The capture of production, quality, labor, and equipment data where manufacturing work is performed.
Shop-floor data collection commonly refers to the capture of operational data at or near the point where manufacturing work is performed. This can include information entered by operators, recorded by machines, scanned from materials or travelers, or generated by connected equipment and sensors.
In manufacturing environments, the term usually covers data such as production counts, work order status, lot or serial information, material usage, process parameters, downtime events, inspection results, nonconformances, and labor activity. The purpose is to create a current record of what happened on the shop floor, when it happened, where it happened, and often who or what performed the activity.
It applies across manual, semi-automated, and automated operations. Data may be collected on paper forms, terminals, HMIs, tablets, barcode scanners, PLC-connected systems, MES applications, or other plant systems. The term describes the collection activity itself, not any one software product or device.
Includes: production reporting, machine status capture, operator entries, material traceability scans, in-process quality results, reason codes, and timestamped execution records.

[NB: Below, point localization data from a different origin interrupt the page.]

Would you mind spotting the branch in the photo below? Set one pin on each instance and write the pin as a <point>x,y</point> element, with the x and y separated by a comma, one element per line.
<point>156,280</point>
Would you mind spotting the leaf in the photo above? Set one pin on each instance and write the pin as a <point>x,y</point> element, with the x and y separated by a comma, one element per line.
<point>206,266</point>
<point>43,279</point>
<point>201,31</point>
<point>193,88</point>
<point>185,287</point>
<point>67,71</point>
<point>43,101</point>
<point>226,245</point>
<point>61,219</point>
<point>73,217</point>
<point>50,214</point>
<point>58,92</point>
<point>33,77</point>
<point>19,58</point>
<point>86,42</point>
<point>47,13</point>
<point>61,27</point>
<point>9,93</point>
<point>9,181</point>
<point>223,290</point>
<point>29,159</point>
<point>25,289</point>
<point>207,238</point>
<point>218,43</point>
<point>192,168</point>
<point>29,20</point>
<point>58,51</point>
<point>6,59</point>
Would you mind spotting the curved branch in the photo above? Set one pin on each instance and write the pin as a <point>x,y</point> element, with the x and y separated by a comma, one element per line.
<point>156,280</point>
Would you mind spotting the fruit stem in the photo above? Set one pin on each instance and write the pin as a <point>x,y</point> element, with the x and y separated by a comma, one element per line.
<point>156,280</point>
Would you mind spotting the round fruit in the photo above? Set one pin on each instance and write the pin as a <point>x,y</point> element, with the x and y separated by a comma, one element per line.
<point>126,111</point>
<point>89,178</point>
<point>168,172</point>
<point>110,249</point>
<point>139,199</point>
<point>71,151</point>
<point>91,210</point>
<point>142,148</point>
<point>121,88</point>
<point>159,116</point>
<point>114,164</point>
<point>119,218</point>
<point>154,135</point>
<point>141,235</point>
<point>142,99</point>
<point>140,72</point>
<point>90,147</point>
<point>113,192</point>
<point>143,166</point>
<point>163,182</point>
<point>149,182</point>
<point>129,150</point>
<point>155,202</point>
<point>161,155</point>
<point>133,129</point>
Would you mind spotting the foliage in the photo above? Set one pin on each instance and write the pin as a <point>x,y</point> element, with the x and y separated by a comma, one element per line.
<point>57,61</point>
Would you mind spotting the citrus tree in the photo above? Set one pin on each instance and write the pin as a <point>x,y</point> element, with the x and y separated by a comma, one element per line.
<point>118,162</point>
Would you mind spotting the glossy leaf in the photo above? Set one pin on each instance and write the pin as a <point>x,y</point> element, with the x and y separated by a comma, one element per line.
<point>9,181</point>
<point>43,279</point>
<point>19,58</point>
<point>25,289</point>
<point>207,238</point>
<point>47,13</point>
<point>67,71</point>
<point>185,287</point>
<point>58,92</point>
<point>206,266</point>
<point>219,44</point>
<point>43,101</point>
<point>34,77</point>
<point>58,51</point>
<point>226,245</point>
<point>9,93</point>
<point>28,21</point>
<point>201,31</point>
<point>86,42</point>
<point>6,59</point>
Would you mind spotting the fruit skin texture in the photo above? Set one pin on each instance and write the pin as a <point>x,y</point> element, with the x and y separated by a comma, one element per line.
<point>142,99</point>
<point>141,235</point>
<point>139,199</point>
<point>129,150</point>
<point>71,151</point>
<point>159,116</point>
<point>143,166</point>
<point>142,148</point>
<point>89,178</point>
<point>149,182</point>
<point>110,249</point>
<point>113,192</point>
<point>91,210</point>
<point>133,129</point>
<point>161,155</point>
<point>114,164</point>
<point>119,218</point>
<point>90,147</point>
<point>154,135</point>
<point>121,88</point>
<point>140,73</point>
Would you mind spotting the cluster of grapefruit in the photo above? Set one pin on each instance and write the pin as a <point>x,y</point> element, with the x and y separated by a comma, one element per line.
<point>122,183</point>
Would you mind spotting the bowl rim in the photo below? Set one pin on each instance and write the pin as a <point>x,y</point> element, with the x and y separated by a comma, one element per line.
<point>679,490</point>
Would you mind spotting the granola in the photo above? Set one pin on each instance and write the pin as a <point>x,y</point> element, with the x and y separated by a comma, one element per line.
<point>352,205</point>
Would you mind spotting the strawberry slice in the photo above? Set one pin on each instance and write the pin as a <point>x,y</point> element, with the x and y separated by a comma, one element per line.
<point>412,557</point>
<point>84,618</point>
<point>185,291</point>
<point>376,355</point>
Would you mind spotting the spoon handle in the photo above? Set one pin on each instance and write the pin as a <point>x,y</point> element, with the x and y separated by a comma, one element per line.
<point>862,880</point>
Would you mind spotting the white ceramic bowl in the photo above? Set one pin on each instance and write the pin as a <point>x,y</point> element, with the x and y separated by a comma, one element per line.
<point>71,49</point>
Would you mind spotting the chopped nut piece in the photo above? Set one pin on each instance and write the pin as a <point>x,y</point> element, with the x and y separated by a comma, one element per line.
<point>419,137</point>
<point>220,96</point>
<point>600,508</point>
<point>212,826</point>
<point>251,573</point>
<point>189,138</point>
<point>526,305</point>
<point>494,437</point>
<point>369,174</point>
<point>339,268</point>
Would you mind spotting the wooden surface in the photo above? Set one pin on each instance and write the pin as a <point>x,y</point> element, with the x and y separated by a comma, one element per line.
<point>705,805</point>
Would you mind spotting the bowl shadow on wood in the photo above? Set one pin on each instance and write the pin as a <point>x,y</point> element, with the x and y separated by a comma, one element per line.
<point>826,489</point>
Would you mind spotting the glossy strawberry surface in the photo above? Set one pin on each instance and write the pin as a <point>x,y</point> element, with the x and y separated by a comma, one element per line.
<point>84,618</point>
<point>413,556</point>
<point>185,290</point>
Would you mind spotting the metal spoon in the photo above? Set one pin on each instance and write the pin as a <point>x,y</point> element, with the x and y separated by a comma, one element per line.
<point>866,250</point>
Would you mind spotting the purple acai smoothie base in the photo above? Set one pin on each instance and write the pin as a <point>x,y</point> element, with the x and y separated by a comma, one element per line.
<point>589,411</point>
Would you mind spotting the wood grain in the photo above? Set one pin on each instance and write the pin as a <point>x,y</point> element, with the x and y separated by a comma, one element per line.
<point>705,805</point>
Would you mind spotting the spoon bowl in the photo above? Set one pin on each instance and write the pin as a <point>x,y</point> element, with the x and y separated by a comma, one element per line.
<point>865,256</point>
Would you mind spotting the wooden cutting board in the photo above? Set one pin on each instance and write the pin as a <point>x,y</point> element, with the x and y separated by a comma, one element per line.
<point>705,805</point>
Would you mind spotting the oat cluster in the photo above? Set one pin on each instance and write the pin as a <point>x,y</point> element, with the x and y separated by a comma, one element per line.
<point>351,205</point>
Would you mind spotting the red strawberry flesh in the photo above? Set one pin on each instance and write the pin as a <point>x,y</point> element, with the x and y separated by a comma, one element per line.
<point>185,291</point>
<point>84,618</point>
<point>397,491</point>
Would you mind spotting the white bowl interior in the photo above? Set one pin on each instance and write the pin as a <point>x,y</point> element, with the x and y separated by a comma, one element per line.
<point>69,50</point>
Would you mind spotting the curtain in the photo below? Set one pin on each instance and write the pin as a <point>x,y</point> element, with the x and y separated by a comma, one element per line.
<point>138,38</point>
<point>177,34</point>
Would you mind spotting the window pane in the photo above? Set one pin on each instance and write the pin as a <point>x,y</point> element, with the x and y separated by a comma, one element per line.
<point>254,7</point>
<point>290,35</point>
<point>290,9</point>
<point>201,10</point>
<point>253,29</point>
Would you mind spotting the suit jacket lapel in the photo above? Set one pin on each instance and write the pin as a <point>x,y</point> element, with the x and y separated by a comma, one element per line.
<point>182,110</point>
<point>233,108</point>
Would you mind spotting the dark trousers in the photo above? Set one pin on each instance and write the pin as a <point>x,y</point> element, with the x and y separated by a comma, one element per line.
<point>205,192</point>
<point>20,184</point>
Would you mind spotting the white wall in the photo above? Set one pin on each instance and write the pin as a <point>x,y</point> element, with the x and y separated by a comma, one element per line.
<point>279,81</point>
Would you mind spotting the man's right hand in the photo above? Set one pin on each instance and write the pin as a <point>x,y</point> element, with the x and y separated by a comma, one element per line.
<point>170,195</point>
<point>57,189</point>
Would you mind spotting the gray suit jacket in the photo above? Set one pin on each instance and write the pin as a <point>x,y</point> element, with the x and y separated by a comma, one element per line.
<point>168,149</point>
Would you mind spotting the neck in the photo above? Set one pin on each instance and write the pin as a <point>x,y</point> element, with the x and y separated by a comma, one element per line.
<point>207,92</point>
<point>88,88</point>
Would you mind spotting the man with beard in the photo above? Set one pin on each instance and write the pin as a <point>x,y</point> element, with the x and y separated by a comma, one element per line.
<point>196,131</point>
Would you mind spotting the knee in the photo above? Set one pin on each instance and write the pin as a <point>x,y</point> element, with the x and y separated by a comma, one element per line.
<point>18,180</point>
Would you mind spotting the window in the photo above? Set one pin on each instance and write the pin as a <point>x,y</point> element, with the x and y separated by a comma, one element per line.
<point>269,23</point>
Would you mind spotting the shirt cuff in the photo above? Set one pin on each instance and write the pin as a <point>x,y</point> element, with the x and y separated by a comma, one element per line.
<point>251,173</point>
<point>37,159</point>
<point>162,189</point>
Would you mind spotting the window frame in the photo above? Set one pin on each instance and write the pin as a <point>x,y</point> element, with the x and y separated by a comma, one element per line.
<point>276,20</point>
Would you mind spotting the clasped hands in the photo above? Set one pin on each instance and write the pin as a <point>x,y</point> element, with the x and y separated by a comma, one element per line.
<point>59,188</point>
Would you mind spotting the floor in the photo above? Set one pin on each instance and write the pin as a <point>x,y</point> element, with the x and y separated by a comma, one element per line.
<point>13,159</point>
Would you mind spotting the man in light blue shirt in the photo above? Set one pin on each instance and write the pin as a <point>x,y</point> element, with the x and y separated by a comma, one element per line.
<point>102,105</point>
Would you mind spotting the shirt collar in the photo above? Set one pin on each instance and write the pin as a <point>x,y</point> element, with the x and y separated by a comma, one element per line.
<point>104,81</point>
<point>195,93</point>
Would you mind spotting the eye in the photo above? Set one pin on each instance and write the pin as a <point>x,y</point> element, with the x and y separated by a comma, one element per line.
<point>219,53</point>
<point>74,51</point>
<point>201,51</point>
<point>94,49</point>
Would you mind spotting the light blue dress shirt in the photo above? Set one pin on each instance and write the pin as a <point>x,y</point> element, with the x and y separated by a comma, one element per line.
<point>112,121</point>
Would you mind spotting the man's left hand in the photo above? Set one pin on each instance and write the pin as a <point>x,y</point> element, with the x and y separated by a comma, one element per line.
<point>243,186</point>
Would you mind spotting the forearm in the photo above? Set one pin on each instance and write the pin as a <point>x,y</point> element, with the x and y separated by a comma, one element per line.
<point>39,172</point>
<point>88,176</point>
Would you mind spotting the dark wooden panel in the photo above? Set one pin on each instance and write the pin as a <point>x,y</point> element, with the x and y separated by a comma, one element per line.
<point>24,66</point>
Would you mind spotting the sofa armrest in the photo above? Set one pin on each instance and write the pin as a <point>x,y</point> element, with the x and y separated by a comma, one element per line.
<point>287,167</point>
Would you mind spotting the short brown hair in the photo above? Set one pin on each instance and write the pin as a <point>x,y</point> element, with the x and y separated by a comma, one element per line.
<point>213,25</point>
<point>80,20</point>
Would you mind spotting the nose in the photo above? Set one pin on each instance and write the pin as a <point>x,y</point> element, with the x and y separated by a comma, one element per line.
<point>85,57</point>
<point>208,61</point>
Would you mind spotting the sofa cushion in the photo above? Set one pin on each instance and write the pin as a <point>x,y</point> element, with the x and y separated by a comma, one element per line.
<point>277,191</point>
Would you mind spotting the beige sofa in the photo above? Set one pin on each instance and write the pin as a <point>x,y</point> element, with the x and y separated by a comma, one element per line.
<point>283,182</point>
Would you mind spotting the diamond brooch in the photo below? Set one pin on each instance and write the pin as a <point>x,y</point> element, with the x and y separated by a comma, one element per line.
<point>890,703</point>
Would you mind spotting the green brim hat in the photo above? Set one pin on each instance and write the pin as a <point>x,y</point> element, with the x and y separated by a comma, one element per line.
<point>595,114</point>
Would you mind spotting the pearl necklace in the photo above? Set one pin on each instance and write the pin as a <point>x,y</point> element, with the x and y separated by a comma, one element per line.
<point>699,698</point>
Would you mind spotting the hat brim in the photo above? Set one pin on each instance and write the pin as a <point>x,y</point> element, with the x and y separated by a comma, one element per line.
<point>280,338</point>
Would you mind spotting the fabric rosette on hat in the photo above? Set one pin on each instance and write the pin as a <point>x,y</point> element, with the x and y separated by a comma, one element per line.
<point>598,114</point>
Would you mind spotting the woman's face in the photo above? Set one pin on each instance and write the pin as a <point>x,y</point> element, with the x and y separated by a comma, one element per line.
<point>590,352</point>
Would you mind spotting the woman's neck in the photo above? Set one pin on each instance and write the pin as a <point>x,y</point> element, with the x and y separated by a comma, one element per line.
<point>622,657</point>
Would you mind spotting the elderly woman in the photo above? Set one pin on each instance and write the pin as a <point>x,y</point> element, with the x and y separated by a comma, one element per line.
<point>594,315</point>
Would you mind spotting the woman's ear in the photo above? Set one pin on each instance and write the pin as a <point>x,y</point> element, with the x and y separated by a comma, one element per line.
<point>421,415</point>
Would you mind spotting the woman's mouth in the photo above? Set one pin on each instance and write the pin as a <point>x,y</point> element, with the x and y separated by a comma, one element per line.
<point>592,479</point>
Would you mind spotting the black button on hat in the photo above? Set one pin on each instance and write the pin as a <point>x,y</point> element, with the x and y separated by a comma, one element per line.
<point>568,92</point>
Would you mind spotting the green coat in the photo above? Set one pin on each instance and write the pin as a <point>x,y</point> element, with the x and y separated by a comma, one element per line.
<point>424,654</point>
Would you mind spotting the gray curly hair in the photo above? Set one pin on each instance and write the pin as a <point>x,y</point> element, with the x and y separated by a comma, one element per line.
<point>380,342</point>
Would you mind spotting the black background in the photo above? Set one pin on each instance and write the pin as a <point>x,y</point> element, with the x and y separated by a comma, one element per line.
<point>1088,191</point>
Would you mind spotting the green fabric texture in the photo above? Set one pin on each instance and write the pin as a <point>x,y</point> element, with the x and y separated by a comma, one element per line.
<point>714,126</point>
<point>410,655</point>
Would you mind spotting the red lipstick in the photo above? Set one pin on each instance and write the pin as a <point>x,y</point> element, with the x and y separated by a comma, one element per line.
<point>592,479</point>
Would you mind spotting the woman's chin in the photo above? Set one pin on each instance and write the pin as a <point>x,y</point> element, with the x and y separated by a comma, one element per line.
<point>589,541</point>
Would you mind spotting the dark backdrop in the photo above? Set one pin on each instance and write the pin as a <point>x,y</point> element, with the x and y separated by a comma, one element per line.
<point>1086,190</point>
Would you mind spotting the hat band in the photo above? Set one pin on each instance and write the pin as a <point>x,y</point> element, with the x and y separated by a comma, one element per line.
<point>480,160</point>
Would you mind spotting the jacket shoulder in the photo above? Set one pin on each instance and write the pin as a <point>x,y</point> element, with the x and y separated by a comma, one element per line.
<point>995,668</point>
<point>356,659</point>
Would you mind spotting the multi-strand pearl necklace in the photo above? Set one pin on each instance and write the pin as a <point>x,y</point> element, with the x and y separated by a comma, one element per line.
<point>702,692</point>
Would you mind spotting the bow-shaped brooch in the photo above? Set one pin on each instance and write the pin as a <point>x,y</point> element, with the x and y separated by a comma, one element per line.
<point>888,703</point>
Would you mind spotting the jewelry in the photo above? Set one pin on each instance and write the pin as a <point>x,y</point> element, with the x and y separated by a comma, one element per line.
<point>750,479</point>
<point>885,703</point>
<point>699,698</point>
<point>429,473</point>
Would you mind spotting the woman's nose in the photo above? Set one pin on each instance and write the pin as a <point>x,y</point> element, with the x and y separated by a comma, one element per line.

Does not necessarily include: analysis, KPI calculation, scheduling, or enterprise planning, although collected data is often used by those functions later.
Is not limited to automation: manual entry is still shop-floor data collection if it records manufacturing events at the point of work.
Operationally, shop-floor data collection is the mechanism that feeds execution, quality, traceability, and performance systems with factual production records. In a connected environment, it often links shop-floor events to MES, ERP, QMS, historians, CMMS, or analytics platforms. For example, a completed operation may trigger quantity reporting to ERP, update a traveler in MES, record a lot genealogy event, and attach inspection evidence for quality review.
In regulated or traceability-focused environments, the captured record may also support reconstruction of as-built or as-performed history. The term itself does not imply that records are complete, approved, or compliant. It only refers to the gathering of data from manufacturing activity.
Shop-floor data collection is often confused with MES, SCADA, or machine monitoring. They are related but not identical.
MES manages and records manufacturing execution more broadly. Shop-floor data collection is one capability commonly used within MES.
SCADA focuses on supervisory monitoring and control of industrial processes. It may provide data used in shop-floor data collection, but it is not the same concept.
Machine monitoring centers on equipment state and performance, while shop-floor data collection also includes labor, materials, quality, and transaction-level production events.
Data entry is narrower. Shop-floor data collection may involve manual entry, but also automated capture, scanning, and device integration.